The results of the Ipsos-Thomson Reuters survey are in line with the slowdown in FMCG and auto sales. However, the current state of the economy is likely to stay for some time as the RBI Governor Shaktikanta Das said that there is “clear evidence of domestic demand slowing down further,” he said in the MPC minutes of the Reserve Bank of India’s August meeting. The government now plans to bolster dwindling domestic demand and support investment activity on priority.
“Shoppers are more planned in their purchases, so-called impulse purchases have come down,” said Vasanth Kumar, managing director of Lifestyle International that runs a chain of departmental stores. Kumar added that the apparel retailer has also been witnessing a dip in footfall over the last few months prompted by new store openings and muted demand.
In response, retailers are not overstocking inventory and are holding on to any price hikes. Promotions inside stores are compensating for the drop in footfalls, he added. “The rate cut could make a difference to middle income households,” said Nandi. “With higher liquidity in the system, we expect banks to respond positively by transferring the benefit to borrowers through interest rate cut. This will lead to an increase in disposable income at the hands of borrowers and create a spike in consumption,” he added.
FPI surcharge removal, stimulus measures likely to boost markets: Experts
The government has tried to improve the liquidity in the market by removing enhanced surcharge on FPIs and also unveiled various measures to jumpstart growth.

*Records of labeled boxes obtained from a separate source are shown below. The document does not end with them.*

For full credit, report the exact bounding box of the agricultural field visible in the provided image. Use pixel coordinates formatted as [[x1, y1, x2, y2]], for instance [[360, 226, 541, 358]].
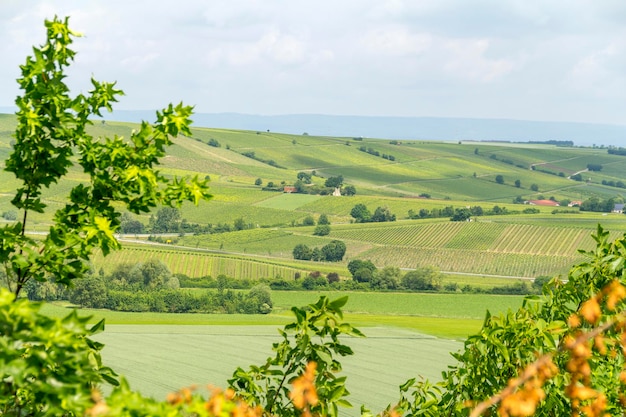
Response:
[[44, 291, 522, 416], [0, 115, 626, 281]]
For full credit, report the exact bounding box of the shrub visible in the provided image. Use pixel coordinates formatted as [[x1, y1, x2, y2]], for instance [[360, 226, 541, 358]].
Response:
[[313, 224, 330, 236]]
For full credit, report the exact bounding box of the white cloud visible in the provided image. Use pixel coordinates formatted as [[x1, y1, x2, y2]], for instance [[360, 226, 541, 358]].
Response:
[[0, 0, 626, 123]]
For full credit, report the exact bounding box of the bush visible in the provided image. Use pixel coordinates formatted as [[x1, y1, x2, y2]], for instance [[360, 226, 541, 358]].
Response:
[[313, 224, 330, 236]]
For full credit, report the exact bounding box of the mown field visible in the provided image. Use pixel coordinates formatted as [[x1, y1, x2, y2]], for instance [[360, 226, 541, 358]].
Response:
[[0, 110, 626, 415], [0, 115, 626, 279]]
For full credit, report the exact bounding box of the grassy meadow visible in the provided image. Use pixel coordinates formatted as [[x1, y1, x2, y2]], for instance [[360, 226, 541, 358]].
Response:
[[43, 291, 522, 416]]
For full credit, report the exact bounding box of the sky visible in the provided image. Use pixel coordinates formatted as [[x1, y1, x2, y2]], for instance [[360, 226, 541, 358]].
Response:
[[0, 0, 626, 125]]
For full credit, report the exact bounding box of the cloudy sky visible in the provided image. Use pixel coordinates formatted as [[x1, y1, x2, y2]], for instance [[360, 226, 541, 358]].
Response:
[[0, 0, 626, 125]]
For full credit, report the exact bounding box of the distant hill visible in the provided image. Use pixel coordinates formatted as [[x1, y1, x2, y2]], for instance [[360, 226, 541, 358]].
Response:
[[0, 107, 626, 146]]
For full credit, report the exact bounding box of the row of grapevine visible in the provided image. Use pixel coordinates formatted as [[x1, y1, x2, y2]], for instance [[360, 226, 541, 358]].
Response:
[[446, 222, 506, 250], [92, 248, 300, 280], [364, 247, 582, 278]]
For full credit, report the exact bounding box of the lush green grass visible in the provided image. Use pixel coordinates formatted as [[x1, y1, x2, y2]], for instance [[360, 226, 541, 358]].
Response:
[[44, 291, 521, 415], [272, 291, 523, 318], [36, 291, 523, 339]]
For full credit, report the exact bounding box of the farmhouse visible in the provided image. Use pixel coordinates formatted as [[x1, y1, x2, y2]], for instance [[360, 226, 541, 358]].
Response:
[[528, 200, 559, 207]]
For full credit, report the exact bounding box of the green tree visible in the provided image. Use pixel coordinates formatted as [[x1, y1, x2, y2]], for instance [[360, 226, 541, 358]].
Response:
[[313, 224, 330, 236], [324, 175, 343, 188], [317, 214, 330, 225], [350, 203, 372, 223], [370, 207, 396, 222], [402, 266, 443, 291], [228, 297, 363, 417], [233, 217, 248, 230], [120, 212, 145, 234], [450, 207, 470, 222], [397, 226, 626, 417], [322, 240, 346, 262], [139, 258, 176, 290], [151, 207, 182, 233], [69, 275, 107, 308], [368, 266, 402, 290], [348, 259, 377, 282], [297, 172, 311, 184], [0, 19, 209, 300], [342, 185, 356, 196], [292, 243, 313, 261]]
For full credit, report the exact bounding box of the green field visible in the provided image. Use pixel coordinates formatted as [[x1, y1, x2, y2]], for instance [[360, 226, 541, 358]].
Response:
[[97, 325, 462, 416], [44, 291, 521, 416], [43, 291, 522, 416]]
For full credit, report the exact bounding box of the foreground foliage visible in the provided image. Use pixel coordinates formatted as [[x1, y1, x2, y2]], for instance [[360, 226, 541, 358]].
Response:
[[398, 227, 626, 416], [6, 13, 626, 416]]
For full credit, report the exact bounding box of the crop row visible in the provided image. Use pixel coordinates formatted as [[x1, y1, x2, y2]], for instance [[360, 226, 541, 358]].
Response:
[[332, 222, 463, 248], [363, 247, 582, 278]]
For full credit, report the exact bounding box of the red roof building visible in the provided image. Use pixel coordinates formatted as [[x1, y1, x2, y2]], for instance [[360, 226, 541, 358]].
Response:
[[528, 200, 559, 207]]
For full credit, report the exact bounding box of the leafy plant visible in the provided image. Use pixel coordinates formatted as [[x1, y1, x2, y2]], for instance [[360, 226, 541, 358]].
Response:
[[228, 296, 363, 416], [0, 18, 210, 295]]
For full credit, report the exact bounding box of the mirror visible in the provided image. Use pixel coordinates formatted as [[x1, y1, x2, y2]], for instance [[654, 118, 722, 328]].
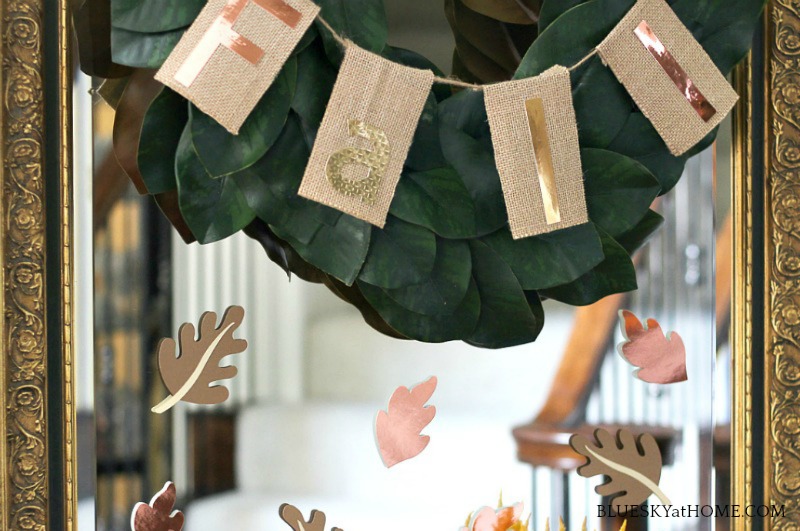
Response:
[[59, 0, 760, 531]]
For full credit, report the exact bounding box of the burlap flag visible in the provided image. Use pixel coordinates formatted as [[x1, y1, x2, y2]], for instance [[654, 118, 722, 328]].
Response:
[[156, 0, 319, 134], [597, 0, 738, 155], [484, 66, 588, 239], [299, 44, 433, 227]]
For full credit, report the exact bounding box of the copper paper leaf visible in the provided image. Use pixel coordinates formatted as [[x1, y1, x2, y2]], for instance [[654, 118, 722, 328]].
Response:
[[375, 376, 438, 468], [618, 310, 688, 384], [569, 429, 671, 506], [153, 306, 247, 413], [131, 481, 183, 531]]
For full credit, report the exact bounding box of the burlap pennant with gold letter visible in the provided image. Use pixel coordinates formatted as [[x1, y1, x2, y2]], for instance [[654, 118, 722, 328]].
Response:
[[156, 0, 319, 134], [484, 66, 589, 239], [597, 0, 738, 155], [299, 44, 433, 227]]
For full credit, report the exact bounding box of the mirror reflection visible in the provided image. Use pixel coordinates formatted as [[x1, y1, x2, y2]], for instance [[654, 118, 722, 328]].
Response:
[[75, 1, 732, 531]]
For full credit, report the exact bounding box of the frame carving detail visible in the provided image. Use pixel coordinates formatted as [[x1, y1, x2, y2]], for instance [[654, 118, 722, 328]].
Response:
[[0, 0, 49, 530], [764, 0, 800, 529]]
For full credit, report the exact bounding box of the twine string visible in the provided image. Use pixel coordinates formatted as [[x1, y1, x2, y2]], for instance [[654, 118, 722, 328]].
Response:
[[317, 14, 597, 91]]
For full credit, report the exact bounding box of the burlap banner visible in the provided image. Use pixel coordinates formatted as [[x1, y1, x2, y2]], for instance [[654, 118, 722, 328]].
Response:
[[597, 0, 738, 155], [156, 0, 319, 134], [299, 44, 433, 227], [484, 66, 588, 239]]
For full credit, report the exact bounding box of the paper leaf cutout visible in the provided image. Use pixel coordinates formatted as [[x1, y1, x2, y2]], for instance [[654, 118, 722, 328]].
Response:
[[617, 310, 688, 384], [569, 429, 670, 506], [375, 376, 438, 468], [461, 503, 528, 531], [152, 306, 247, 413], [131, 481, 183, 531], [278, 503, 342, 531]]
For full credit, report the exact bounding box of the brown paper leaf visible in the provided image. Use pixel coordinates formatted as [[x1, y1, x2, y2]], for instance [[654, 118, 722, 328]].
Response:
[[278, 503, 342, 531], [131, 481, 183, 531], [618, 310, 688, 384], [152, 306, 247, 413], [375, 376, 438, 468], [569, 429, 671, 506]]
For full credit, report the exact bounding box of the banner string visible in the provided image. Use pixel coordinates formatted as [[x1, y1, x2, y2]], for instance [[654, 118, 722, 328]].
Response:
[[317, 14, 597, 90]]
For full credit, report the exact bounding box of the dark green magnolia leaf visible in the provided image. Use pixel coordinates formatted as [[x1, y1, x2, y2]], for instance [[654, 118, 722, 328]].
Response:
[[111, 0, 206, 33], [290, 24, 322, 57], [358, 281, 481, 343], [570, 61, 636, 151], [540, 230, 637, 306], [465, 240, 544, 348], [292, 39, 336, 131], [382, 44, 453, 101], [228, 114, 371, 285], [514, 0, 635, 79], [461, 0, 542, 25], [385, 238, 472, 315], [608, 110, 688, 194], [581, 149, 661, 238], [405, 94, 447, 171], [324, 275, 408, 339], [175, 122, 255, 243], [389, 168, 477, 239], [284, 215, 370, 286], [358, 216, 436, 289], [111, 28, 184, 68], [539, 0, 588, 35], [191, 58, 297, 178], [481, 223, 604, 290], [231, 115, 342, 245], [445, 0, 539, 83], [244, 218, 292, 279], [440, 124, 507, 236], [439, 90, 491, 140], [138, 87, 189, 194], [317, 0, 389, 62], [617, 210, 664, 255], [671, 0, 766, 74]]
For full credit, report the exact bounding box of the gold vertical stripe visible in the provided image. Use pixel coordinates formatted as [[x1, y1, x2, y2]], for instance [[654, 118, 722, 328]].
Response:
[[525, 98, 561, 225]]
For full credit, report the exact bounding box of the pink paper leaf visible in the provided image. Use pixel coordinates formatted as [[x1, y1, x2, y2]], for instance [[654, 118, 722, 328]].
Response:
[[618, 310, 688, 384], [376, 376, 438, 468]]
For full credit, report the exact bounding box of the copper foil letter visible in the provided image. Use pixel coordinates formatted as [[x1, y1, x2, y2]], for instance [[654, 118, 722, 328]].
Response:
[[525, 98, 561, 225], [633, 20, 717, 122]]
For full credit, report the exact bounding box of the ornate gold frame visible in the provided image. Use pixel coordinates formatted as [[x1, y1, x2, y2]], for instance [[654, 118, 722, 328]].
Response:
[[0, 0, 788, 530]]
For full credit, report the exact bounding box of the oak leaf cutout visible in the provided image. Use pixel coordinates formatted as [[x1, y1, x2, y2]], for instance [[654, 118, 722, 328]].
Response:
[[152, 306, 247, 413], [617, 310, 688, 384], [375, 376, 438, 468], [569, 428, 671, 506], [131, 481, 184, 531], [278, 503, 342, 531]]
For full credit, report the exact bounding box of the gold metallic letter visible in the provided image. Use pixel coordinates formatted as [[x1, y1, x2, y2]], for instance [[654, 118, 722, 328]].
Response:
[[175, 0, 303, 87], [525, 98, 561, 225], [325, 120, 391, 205]]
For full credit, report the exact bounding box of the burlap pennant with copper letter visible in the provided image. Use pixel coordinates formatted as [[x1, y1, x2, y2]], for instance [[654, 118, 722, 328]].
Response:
[[597, 0, 739, 155], [484, 66, 589, 239], [156, 0, 319, 134], [299, 44, 433, 227]]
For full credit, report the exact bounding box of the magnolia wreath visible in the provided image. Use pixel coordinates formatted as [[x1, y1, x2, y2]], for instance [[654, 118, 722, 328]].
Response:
[[101, 0, 763, 348]]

The Budget proposal to hike surcharge on FPIs had spooked foreign investors, who withdrew more than US$ 3.4 billion (Rs 24,500 crore) from domestic equities in July and August. The massive capital outflows also put pressure on the rupee, which slumped to 72-level against the US dollar last week. The Centre also announced a raft of measures to revive growth momentum, including exempting startups from ‘angel tax’, a package to address distress in the auto sector and upfront infusion of Rs 70,000 crore into public sector banks.
Textile IEMs from April-June 2019
During April-June, 54 textile related IEMs were filed with the DIPP. This includes yarn production (cotton, MMF, blends) of 238502 tons, fabric weaving of 50.63 million meters, fabric processing of 67 million meters, and RMG production of 667 million pieces.